I'm new to R, and I'm using widyr to do text mining. I successfully used the methods found here to get a list of co-occurring words within each section of text and their phi coefficient.
Code as follows:
word_cors <- review_words %>%
group_by(word) %>%
pairwise_cor(word, title, sort = TRUE) %>%
filter(correlation > .15)
I understand that I can also generate a data frame with co-occurring words and the number of times they appear, using code like:
word_pairs <- review_words %>%
pairwise_count(word, title, sort = TRUE)
What I need is a table that has both the phi coefficient and the number of occurrences for each pair of words. I've been digging into pairwise_cor and pairwise_count but still can't figure out how to combine them. If I understand correctly, joins only take one column into account for matching, so I couldn't use a regular join reliably since there may be multiple pairs that have the same word in the item1 column.
Is this possible using widyr?
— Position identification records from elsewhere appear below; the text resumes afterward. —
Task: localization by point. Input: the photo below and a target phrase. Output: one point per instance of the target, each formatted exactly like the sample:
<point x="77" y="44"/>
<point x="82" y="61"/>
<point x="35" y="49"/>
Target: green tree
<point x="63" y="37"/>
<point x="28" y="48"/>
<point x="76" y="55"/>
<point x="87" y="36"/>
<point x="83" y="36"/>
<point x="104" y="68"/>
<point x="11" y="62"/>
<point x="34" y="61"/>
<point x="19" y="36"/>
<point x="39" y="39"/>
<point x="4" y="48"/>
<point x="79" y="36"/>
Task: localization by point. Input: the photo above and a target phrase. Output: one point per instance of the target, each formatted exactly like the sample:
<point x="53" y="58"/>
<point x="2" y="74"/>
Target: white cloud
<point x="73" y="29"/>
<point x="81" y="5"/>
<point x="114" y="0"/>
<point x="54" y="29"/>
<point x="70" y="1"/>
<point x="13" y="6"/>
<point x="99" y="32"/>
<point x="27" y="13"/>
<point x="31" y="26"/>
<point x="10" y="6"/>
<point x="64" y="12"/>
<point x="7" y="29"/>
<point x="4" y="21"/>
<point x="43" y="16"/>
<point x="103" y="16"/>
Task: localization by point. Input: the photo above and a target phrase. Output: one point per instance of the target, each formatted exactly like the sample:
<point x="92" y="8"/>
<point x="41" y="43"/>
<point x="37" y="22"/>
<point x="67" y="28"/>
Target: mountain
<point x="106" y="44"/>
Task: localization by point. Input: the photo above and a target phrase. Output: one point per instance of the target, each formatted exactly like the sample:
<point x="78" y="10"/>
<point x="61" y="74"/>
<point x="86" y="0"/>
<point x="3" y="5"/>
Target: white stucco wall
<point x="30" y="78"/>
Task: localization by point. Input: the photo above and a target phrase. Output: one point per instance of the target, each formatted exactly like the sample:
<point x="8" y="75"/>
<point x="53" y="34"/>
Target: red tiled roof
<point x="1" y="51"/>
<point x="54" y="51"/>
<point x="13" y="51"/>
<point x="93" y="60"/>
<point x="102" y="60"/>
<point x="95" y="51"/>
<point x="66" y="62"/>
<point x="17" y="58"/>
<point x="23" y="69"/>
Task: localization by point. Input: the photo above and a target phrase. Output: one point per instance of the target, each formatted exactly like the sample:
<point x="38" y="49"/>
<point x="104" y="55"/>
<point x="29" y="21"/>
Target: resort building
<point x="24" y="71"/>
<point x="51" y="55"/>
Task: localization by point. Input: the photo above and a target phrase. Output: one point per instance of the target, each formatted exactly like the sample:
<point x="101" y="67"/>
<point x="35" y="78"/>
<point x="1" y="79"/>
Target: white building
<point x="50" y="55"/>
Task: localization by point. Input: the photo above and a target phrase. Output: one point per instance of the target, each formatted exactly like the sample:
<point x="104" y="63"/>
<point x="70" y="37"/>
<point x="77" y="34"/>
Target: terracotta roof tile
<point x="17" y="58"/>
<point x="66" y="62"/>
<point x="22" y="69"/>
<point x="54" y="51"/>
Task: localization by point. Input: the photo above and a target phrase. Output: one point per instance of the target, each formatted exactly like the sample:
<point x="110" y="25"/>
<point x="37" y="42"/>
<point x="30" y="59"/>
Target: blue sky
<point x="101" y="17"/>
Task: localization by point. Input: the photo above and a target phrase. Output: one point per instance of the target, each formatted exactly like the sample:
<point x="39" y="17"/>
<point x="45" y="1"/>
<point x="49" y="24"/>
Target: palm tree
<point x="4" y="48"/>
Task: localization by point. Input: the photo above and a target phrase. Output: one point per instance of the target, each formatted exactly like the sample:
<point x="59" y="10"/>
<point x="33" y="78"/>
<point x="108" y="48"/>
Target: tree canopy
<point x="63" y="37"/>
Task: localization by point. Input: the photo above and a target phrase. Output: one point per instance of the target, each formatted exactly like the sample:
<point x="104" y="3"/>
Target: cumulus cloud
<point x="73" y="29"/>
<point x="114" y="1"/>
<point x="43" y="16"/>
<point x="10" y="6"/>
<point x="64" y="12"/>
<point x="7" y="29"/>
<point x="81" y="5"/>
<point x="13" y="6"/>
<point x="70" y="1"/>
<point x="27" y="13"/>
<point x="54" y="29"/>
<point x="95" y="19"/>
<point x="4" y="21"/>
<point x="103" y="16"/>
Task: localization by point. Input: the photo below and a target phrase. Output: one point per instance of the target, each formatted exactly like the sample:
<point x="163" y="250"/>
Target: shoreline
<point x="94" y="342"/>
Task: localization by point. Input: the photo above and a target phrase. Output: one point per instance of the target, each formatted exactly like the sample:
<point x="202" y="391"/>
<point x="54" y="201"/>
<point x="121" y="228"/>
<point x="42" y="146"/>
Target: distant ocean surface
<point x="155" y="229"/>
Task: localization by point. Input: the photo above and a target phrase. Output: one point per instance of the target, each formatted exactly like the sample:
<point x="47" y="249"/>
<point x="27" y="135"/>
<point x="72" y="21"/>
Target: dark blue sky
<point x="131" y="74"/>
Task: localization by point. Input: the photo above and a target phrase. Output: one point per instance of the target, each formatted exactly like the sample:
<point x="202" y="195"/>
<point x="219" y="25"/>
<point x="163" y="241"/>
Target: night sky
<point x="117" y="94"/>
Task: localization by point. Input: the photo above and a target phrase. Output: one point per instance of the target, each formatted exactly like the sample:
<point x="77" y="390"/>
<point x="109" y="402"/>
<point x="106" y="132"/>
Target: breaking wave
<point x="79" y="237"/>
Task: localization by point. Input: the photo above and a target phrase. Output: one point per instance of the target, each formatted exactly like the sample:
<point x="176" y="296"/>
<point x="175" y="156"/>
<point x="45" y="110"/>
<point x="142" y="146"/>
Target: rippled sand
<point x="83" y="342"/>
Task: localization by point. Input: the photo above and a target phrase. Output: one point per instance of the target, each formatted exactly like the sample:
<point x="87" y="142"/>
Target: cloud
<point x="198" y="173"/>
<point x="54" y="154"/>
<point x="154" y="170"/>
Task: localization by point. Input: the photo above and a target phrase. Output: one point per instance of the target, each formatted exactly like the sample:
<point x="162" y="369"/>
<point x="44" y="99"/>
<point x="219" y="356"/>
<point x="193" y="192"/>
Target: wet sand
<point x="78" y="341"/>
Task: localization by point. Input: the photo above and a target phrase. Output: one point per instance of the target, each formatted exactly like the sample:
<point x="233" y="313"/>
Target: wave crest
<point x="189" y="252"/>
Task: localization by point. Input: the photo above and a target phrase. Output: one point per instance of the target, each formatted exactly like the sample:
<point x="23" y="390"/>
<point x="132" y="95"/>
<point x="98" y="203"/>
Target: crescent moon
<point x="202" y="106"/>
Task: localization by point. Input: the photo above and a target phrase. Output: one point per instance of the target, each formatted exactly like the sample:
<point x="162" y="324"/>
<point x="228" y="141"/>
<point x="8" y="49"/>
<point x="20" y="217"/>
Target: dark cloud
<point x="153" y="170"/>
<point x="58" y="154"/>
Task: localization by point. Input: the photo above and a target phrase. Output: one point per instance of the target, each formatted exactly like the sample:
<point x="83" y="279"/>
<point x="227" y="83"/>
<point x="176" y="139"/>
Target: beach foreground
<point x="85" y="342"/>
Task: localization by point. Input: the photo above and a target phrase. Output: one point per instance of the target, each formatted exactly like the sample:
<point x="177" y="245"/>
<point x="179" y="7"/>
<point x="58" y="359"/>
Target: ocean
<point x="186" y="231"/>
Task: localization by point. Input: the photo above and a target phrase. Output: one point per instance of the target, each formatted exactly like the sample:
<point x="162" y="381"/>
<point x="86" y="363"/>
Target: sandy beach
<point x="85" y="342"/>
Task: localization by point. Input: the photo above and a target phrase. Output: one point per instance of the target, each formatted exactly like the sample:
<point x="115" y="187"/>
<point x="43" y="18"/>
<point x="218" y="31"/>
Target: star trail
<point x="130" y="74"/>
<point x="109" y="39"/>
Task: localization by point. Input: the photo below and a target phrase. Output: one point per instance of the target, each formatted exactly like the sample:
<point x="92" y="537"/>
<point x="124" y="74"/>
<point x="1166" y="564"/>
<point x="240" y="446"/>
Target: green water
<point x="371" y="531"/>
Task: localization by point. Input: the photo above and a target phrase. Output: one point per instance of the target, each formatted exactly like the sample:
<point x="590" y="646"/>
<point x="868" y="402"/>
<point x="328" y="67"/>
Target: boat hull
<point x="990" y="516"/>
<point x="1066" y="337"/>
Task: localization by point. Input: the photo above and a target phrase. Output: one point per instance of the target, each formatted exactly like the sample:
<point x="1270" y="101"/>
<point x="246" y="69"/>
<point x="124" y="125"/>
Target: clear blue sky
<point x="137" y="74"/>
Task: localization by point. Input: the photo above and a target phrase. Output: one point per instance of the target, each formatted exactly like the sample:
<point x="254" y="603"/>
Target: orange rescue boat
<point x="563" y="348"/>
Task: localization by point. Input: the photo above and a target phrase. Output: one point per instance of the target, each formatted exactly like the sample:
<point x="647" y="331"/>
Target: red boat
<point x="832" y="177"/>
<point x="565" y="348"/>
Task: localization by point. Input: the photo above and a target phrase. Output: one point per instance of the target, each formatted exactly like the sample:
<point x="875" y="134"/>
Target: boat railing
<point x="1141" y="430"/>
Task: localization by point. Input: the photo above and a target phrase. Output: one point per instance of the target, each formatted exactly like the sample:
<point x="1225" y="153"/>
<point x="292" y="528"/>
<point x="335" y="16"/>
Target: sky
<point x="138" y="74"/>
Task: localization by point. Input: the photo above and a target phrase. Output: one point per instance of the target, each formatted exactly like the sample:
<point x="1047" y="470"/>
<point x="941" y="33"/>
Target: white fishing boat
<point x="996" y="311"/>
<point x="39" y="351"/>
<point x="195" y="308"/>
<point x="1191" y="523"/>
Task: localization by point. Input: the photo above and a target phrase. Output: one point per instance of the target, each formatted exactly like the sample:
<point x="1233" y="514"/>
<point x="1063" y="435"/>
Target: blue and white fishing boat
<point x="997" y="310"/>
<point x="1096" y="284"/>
If not, is there another package that will allow me to do this?
Here is the full code:
#Load packages
pacman::p_load(XML, dplyr, stringr, rvest, httr, xml2, tidytext, tidyverse, widyr)
#Load source material
prod_reviews_df <- read_csv("SOURCE SPREADSHEET.csv")
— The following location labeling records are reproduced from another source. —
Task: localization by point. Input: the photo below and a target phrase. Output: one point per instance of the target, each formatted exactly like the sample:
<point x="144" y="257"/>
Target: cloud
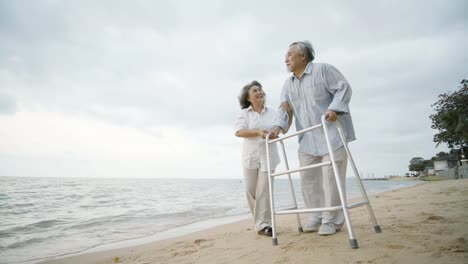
<point x="140" y="69"/>
<point x="7" y="104"/>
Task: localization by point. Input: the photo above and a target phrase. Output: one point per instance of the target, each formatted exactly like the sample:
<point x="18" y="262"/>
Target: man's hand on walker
<point x="330" y="115"/>
<point x="275" y="132"/>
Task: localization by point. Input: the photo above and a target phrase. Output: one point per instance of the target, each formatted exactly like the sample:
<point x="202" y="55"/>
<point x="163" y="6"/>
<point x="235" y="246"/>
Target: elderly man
<point x="313" y="90"/>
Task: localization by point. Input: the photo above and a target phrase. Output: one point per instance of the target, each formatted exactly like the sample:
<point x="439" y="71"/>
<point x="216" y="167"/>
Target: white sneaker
<point x="327" y="229"/>
<point x="311" y="226"/>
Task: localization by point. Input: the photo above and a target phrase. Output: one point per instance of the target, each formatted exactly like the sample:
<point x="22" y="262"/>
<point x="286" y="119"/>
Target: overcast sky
<point x="149" y="88"/>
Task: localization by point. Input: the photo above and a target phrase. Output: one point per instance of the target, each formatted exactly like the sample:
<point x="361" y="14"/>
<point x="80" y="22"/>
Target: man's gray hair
<point x="304" y="47"/>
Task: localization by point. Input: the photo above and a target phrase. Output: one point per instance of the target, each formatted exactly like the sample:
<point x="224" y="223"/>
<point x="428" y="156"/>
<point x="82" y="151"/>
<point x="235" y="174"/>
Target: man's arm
<point x="284" y="115"/>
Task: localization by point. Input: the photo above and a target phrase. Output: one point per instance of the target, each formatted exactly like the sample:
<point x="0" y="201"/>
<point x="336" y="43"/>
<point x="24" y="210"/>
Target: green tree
<point x="451" y="118"/>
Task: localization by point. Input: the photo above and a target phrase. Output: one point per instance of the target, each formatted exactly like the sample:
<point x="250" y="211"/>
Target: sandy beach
<point x="427" y="223"/>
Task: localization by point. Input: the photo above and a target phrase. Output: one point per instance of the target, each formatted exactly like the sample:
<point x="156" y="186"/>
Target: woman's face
<point x="256" y="95"/>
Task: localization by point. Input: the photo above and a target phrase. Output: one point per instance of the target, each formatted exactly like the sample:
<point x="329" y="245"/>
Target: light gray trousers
<point x="319" y="187"/>
<point x="258" y="197"/>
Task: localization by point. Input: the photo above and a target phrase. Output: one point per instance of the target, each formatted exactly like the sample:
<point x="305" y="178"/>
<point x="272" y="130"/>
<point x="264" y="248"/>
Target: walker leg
<point x="353" y="243"/>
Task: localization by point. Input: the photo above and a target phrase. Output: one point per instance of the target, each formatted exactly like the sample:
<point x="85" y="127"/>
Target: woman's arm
<point x="250" y="133"/>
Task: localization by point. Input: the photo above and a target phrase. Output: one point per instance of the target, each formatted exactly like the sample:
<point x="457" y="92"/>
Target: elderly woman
<point x="253" y="124"/>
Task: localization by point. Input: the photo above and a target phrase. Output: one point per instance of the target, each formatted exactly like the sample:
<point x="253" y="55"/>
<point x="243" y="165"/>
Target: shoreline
<point x="423" y="223"/>
<point x="184" y="230"/>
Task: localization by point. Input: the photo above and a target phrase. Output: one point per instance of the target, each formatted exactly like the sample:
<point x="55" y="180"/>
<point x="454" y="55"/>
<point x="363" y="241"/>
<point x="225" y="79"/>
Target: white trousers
<point x="319" y="187"/>
<point x="258" y="197"/>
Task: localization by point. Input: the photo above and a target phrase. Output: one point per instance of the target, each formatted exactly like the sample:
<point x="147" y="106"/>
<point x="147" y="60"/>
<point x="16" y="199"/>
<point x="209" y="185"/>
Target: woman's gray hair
<point x="304" y="47"/>
<point x="244" y="95"/>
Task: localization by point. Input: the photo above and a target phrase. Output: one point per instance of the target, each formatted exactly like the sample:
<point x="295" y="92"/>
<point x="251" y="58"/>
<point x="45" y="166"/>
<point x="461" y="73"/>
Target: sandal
<point x="266" y="231"/>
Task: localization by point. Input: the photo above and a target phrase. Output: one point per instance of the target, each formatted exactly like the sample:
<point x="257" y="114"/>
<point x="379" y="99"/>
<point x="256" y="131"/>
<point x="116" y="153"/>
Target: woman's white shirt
<point x="254" y="149"/>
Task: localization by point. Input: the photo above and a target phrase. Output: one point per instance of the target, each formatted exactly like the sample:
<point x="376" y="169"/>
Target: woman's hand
<point x="264" y="133"/>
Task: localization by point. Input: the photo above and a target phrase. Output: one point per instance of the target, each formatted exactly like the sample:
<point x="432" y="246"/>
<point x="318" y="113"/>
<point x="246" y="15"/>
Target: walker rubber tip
<point x="274" y="241"/>
<point x="377" y="229"/>
<point x="353" y="243"/>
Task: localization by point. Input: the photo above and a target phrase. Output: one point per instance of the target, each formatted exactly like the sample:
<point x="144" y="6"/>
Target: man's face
<point x="294" y="60"/>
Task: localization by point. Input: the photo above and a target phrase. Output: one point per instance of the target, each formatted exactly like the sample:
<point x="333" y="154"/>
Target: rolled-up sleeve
<point x="339" y="87"/>
<point x="241" y="122"/>
<point x="282" y="117"/>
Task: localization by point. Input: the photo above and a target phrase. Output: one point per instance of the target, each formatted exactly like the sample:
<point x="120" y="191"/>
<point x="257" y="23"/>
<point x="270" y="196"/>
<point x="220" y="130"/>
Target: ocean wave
<point x="31" y="228"/>
<point x="26" y="242"/>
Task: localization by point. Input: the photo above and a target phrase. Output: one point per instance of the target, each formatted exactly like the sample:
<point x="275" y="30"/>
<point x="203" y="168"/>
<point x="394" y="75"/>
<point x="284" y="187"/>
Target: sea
<point x="45" y="218"/>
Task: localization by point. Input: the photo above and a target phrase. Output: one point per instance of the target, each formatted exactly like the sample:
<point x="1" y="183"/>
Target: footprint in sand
<point x="394" y="246"/>
<point x="458" y="245"/>
<point x="433" y="218"/>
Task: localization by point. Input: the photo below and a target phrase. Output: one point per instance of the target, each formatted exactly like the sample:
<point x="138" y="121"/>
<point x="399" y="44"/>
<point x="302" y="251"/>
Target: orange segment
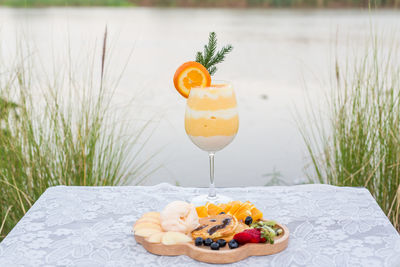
<point x="256" y="214"/>
<point x="235" y="206"/>
<point x="202" y="211"/>
<point x="213" y="209"/>
<point x="225" y="207"/>
<point x="191" y="74"/>
<point x="243" y="211"/>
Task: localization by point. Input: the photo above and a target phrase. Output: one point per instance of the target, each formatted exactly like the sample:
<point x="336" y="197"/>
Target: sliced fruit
<point x="148" y="219"/>
<point x="202" y="211"/>
<point x="146" y="225"/>
<point x="191" y="74"/>
<point x="226" y="207"/>
<point x="235" y="206"/>
<point x="172" y="238"/>
<point x="243" y="211"/>
<point x="256" y="214"/>
<point x="213" y="209"/>
<point x="156" y="237"/>
<point x="152" y="214"/>
<point x="146" y="232"/>
<point x="241" y="215"/>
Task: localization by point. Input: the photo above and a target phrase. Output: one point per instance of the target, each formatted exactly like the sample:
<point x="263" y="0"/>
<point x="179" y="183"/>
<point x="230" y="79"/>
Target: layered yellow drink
<point x="211" y="119"/>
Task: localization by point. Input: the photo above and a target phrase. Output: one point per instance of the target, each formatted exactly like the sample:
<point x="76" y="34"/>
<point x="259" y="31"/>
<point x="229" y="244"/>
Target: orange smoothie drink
<point x="211" y="118"/>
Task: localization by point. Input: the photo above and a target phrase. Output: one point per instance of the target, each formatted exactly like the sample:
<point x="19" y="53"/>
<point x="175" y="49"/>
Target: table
<point x="92" y="226"/>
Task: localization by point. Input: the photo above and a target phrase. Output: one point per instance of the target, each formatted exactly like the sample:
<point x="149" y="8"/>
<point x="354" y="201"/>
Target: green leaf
<point x="209" y="58"/>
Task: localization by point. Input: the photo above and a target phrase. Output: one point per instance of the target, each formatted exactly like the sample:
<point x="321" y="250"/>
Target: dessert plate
<point x="223" y="255"/>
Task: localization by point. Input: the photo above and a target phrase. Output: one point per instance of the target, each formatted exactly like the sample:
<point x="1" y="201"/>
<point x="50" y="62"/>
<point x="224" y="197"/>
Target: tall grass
<point x="52" y="136"/>
<point x="358" y="143"/>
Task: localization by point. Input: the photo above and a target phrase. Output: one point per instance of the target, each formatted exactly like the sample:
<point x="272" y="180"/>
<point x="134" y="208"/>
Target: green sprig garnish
<point x="209" y="58"/>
#Split into one word per row
review_words <- prod_reviews_df %>%
unnest_tokens(word, comments, token = "words", format = "text", drop = FALSE) %>%
anti_join(stop_words, by = c("word" = "word"))
#Find phi coefficient
word_cors <- review_words %>%
group_by(word) %>%
pairwise_cor(word, title, sort = TRUE) %>%
filter(correlation > .15)
#Write data to CSV
write.csv(word_cors, "WORD CORRELATIONS.csv")
I want to add in pairwise_count, but I need it alongside the phi coefficient.
Thank you!